Wieże uznałem za zobaczone i pomaszerowałem do chińskiej dzielnicy, bo w zasadzie nic dziś nie jadłem treściwego. Chińska dzielnica zaczynała się niedaleko naszego hostelu. Była fantastyczna. Piękna, kolorowa… Byłem tak głodny, że miałem ochotę wpaść do pierwszej lepszej knajpy i zamówić pierwszą lepszą zupę. Dobrze, że jednak tego nie zrobiłem, bo udało mi się znaleźć coś naprawdę fantastycznego. Wnikając trochę głębię w dzielnicę i krążąc bocznymi alejkami trafiłem na coś, w czym się zakochałem. Gość miał wózek, a na tym wózku miał przygotowane szaszłyki. Najróżniejsze mięsa, warzywa, owoce morza i dużo innych smakołyków. Magia tego miejsca polega na tym, że wybieramy, co chcemy, potem gość nam to grilluje. Jak płacimy? Pieniędzmi hehe. A tak na poważnie. Fajne jest to, że każdy patyczek na końcówkę w innym kolorze. Po prostu sprawdźmy na tablicy ile kosztuje, jaki kolor i dokładnie tyle płacimy. Ale to po jedzeniu!
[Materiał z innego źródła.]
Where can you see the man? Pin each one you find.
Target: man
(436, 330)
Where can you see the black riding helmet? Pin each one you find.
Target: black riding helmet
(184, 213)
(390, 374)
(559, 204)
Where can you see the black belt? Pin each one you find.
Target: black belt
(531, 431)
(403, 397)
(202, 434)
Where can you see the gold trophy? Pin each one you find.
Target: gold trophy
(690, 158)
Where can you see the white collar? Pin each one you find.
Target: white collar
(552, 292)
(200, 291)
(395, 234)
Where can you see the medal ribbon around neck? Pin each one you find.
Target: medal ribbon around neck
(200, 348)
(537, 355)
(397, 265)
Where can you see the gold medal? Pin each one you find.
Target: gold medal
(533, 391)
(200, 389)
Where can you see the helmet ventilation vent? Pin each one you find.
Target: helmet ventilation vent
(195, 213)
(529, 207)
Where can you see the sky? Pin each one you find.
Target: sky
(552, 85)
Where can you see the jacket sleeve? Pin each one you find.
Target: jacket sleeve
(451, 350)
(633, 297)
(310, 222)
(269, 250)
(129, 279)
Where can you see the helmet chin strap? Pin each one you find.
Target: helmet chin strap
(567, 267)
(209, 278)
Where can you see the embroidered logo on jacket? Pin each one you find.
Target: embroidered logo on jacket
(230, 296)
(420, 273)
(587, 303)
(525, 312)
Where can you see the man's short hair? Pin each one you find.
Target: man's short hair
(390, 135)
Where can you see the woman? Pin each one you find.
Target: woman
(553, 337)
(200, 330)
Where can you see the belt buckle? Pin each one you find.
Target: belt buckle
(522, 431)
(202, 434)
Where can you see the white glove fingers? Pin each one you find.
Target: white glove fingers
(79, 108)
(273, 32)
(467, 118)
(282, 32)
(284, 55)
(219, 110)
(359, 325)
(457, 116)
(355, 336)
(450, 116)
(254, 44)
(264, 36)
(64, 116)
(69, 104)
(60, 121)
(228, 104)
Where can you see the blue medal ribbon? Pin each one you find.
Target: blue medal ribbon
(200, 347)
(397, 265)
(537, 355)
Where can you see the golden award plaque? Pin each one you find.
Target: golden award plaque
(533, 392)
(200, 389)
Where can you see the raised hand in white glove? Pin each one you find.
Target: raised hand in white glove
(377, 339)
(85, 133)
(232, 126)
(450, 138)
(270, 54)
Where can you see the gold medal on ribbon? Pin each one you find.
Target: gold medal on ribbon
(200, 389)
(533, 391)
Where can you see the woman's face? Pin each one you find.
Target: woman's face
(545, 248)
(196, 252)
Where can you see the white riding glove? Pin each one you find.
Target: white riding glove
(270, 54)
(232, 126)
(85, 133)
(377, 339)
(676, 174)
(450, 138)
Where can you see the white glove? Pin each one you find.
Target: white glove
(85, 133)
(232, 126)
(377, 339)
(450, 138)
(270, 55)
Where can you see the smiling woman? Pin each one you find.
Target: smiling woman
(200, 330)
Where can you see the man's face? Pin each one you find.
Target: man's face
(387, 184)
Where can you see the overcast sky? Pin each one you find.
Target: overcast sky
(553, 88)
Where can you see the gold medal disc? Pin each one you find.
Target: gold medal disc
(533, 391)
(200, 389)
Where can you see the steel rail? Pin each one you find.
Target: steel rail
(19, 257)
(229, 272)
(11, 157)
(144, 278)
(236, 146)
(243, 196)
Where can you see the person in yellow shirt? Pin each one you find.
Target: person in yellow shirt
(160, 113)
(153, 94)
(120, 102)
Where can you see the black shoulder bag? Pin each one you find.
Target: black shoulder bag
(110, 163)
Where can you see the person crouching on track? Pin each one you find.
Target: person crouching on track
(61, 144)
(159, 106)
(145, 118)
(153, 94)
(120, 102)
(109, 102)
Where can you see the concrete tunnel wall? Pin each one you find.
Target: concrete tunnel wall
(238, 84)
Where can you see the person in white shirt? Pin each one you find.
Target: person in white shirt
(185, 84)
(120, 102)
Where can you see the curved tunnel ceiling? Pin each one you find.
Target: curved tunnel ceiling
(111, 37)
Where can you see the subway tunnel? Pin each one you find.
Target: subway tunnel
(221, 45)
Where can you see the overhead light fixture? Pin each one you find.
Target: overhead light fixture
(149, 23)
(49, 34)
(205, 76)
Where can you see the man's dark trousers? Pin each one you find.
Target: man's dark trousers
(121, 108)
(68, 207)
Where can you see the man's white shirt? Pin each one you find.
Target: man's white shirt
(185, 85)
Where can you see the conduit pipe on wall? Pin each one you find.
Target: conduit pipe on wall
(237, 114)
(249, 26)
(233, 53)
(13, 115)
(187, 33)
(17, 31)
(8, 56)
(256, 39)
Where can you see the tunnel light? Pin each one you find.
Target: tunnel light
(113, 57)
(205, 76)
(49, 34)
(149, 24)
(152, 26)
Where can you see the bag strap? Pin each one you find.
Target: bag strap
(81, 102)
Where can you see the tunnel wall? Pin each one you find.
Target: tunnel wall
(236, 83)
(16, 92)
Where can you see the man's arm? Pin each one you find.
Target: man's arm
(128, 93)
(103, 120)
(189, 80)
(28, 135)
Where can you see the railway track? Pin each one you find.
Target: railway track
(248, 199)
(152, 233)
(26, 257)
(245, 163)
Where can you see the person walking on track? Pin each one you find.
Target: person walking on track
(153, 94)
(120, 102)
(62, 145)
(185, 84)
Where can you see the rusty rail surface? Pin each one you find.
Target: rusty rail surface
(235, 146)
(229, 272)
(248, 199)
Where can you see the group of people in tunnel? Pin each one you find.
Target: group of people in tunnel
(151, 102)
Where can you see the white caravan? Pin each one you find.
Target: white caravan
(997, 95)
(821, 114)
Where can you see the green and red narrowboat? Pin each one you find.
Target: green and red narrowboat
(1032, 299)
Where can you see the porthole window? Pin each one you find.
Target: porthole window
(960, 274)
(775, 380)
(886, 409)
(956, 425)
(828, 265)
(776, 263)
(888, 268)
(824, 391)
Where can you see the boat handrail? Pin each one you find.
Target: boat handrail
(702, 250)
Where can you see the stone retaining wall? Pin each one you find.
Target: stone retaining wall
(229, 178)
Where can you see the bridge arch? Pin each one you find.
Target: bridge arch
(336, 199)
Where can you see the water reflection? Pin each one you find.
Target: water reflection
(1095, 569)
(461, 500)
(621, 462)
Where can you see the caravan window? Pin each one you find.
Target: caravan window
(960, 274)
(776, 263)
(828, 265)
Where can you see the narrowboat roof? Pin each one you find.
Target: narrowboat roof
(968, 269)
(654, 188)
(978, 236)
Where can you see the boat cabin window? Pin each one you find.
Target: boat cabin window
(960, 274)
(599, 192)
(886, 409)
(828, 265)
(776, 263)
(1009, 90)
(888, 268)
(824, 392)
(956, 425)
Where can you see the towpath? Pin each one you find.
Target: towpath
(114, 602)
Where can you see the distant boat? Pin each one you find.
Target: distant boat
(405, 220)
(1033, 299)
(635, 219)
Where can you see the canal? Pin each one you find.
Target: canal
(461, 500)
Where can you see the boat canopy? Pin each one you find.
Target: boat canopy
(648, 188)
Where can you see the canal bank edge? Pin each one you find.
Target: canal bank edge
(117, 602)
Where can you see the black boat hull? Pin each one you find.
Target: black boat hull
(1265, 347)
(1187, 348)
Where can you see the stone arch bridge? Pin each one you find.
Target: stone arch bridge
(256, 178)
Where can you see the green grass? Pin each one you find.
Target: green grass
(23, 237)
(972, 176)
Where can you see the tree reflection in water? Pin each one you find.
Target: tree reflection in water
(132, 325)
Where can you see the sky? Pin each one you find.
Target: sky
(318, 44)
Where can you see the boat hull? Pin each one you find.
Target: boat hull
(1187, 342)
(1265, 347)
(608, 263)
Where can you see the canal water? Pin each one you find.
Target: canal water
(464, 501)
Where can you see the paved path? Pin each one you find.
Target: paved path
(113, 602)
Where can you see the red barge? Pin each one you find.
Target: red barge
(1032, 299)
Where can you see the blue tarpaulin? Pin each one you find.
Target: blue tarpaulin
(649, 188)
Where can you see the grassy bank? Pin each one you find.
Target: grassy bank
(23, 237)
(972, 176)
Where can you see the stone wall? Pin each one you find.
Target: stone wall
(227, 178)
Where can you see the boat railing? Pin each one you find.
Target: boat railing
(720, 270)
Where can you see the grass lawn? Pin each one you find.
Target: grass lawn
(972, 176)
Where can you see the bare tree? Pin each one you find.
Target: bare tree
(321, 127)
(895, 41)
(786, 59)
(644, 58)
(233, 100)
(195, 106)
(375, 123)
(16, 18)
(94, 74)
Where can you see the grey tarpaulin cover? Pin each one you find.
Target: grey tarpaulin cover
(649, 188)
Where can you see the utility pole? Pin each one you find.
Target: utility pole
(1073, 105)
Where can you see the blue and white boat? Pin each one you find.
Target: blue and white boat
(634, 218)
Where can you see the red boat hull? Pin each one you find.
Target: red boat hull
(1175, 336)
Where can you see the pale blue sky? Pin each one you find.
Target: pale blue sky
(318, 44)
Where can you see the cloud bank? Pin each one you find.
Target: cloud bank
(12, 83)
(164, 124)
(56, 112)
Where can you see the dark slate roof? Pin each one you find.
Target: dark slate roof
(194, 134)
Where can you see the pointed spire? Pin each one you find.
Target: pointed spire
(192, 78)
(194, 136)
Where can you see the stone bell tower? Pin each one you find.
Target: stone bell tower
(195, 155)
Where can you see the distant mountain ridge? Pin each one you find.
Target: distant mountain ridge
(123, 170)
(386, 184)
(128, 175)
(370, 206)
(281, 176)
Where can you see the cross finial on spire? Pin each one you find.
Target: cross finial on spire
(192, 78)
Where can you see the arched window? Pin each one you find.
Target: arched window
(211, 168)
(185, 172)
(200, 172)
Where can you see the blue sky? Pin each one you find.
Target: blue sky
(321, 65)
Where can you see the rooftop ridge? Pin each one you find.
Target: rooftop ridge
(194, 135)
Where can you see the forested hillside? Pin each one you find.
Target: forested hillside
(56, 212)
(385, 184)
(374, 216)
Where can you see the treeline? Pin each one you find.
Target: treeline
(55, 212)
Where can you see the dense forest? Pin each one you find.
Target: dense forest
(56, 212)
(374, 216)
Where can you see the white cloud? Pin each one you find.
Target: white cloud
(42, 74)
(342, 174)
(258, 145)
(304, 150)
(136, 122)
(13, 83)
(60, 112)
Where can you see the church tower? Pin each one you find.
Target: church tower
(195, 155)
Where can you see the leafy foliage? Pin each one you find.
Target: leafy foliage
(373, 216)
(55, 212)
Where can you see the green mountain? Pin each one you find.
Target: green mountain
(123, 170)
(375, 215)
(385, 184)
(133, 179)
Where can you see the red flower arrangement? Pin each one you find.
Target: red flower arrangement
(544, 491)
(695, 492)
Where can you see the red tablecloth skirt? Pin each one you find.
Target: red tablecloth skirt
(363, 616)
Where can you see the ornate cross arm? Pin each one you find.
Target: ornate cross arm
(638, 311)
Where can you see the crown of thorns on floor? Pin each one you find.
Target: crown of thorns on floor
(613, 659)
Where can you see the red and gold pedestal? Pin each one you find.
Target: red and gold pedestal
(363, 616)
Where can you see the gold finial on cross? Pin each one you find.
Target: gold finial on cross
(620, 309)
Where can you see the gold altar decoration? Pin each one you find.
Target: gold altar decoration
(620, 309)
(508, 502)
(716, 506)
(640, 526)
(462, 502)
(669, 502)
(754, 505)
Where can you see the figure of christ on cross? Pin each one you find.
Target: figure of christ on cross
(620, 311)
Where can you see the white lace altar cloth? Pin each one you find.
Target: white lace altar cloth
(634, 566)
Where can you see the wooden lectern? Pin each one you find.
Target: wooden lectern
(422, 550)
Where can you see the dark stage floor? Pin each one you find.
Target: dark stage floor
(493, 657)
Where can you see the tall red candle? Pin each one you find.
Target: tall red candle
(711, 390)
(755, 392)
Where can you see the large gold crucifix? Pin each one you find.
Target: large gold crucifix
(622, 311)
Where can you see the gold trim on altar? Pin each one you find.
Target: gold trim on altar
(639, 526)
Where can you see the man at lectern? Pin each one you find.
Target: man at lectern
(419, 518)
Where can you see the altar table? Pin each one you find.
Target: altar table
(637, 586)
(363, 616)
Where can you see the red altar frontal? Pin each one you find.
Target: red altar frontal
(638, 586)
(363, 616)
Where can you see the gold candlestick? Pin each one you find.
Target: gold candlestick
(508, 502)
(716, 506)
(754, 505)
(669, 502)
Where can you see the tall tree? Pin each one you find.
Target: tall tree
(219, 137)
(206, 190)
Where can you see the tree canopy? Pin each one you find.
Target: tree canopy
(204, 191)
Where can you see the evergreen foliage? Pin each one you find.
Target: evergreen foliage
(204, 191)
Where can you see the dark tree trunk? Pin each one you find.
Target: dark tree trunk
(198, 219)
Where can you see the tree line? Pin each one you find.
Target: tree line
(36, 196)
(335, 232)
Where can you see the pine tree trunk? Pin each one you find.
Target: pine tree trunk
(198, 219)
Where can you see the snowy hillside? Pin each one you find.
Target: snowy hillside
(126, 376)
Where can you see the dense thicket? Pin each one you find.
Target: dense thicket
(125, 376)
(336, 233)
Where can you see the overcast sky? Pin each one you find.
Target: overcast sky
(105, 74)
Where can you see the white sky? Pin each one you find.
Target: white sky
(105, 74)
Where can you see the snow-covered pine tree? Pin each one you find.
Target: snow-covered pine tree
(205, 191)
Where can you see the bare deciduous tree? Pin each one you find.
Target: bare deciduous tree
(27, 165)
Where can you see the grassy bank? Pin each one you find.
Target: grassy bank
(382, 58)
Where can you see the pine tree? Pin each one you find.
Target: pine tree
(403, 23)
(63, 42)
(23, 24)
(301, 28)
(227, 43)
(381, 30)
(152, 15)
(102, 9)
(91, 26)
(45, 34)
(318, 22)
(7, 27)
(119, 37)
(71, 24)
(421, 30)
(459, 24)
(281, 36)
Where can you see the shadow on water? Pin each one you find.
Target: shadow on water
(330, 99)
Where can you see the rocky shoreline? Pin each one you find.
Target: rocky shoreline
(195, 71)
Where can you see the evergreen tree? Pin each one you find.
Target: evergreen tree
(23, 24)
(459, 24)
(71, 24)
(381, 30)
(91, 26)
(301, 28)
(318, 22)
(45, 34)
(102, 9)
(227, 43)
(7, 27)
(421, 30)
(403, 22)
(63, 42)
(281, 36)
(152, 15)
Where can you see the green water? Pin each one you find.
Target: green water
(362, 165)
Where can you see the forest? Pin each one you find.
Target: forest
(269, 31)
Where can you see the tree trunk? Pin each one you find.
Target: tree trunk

Ja sobie wziąłem kuleczki tym razem z krewetkami, tofu z czymś, tofu z jeszcze czymś innym i brokuły. Za wszystko zapłaciłem 8,5 ringgitów. I najlepsze: jedzenie nie jest zrobione na ostro, także dla każdego się nadaje. Na stołach natomiast mamy sosy: sojowy, ostry (naprawdę ostry) i orzechowy. W tym orzechowym to się zakochałem, ten sos i pikantna salsa z papryki to było połączenie jak marzenie. Te stoiska z grillem zapamiętam na zawsze. Fantastyczne jedzenie za bardzo małe pieniądze. 

Chińska dzielnica 

To było przepyszne!

Najedzony mogłem racjonalnie myśleć. Potrzeba mi było kupić przejściówkę, bo w Malezji są „angielskie” gniazdka. Wytargowałem za 10 ringgitów. Chyba nieźle. Super by było jakby jeszcze działała, a miała z tym problemy. Ładowała telefon tylko wtedy, gdy, pod odpowiednim kątem wpiąłem ładowarkę. Późno wróciłem do hostelu i poszedłem spać.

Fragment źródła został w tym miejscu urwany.